I wanted to crawl on top of him, kiss him and show him why he couldn’t stay away from the forest. “It’s me,” I whispered instead. “I live here. You’re drawn to me.” He sat up and packed the food in my bag. It felt like I was losing him. “I smell good to you, don’t I?” He packed slower and looked at me for a moment, then back at the floor. “Like cake batter and spice.”
I lost him then.
He jumped to his feet and disappeared into the small hallway without answering. In the five minutes that he was gone, I finished packing my getaway bag and tried to dry the rest of the water out of my hair.
I kissed the necklace and tucked it back into my shirt. It was my only hope.
At the door, ready to disappear into the night to stop badgering my soul mate, I looked around his little home. It was charming in a way. Like him – impoverished and severely uncared for, but sturdy and beautiful despite it all.
“I’m leaving the food,” I said, dropping the bag when I thought to do that. “Have a good night.”
“Wait. That’s dangerous,” he said, from wherever he was. “Someone will capture you and God only knows where you’ll end up this time.” He leaned halfway in the room with me, half in the hall. “I have some dry clothes if you want them.”
I nodded, and he disappeared again. I walked back there slowly. He was in a little bedroom only big enough for his worn, full-size bed.

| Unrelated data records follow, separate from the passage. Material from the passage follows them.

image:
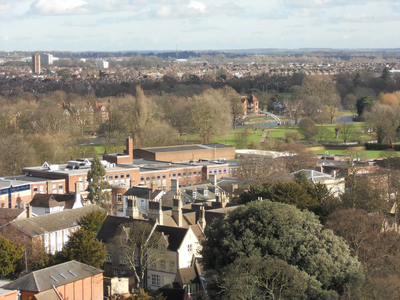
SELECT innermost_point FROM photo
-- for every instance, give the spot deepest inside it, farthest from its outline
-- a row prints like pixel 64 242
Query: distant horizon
pixel 106 25
pixel 218 50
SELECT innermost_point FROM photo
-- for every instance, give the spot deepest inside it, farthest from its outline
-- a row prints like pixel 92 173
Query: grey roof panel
pixel 40 280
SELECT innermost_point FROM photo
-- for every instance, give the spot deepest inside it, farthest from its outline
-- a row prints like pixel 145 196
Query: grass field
pixel 365 154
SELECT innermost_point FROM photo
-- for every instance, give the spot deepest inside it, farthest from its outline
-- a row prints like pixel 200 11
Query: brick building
pixel 71 280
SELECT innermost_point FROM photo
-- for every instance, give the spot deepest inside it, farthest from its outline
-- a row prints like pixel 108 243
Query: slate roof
pixel 175 235
pixel 185 148
pixel 42 280
pixel 111 224
pixel 53 222
pixel 52 200
pixel 9 214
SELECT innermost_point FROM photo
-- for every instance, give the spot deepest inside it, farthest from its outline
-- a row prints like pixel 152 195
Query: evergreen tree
pixel 10 257
pixel 96 182
pixel 85 248
pixel 92 221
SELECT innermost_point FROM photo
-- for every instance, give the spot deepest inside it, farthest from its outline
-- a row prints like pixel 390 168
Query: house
pixel 177 245
pixel 42 204
pixel 335 185
pixel 7 215
pixel 143 196
pixel 52 230
pixel 250 105
pixel 71 280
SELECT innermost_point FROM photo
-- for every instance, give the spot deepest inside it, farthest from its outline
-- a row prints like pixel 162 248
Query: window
pixel 162 265
pixel 122 260
pixel 192 288
pixel 109 257
pixel 136 261
pixel 155 279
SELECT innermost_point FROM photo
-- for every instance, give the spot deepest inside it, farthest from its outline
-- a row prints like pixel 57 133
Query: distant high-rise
pixel 36 63
pixel 46 58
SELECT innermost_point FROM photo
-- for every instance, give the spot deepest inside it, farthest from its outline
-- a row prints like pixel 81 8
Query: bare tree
pixel 137 245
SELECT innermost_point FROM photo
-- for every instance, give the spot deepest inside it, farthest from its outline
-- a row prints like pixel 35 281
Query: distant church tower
pixel 36 63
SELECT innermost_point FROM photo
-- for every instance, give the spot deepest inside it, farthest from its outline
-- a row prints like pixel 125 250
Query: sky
pixel 120 25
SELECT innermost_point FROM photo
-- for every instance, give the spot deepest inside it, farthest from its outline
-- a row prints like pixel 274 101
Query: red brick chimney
pixel 129 147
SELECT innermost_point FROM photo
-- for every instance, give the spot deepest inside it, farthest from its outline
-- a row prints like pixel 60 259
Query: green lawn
pixel 365 154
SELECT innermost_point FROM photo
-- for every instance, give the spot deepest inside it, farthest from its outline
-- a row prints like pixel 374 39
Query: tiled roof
pixel 45 279
pixel 53 222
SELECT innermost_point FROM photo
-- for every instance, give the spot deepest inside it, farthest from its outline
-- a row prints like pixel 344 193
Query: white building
pixel 101 64
pixel 46 58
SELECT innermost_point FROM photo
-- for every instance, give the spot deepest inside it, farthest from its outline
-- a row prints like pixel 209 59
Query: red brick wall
pixel 9 296
pixel 86 289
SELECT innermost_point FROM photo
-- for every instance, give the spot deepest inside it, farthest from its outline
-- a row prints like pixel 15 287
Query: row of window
pixel 54 190
pixel 217 171
pixel 118 177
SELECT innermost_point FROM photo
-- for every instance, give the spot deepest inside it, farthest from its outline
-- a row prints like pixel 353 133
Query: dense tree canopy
pixel 10 257
pixel 82 246
pixel 269 229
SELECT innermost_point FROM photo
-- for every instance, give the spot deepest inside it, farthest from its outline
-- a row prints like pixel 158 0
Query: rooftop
pixel 185 148
pixel 58 275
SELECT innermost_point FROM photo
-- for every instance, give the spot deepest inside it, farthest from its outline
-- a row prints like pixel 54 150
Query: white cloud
pixel 58 7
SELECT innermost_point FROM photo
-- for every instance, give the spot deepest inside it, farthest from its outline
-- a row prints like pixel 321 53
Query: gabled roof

He fished through a pile of clothes and gave me a red and blue button-down shirt and a pair of large gray sweats.
“You have normal clothes, but the people we saw … they didn’t. Why?”
“Normal?” I nodded. “These are just old. Donated. They were free because they probably came from the raids. Human ones. Sorry.”
I hunched my shoulders. It wasn’t his fault that normal humans were extinct. It was mine.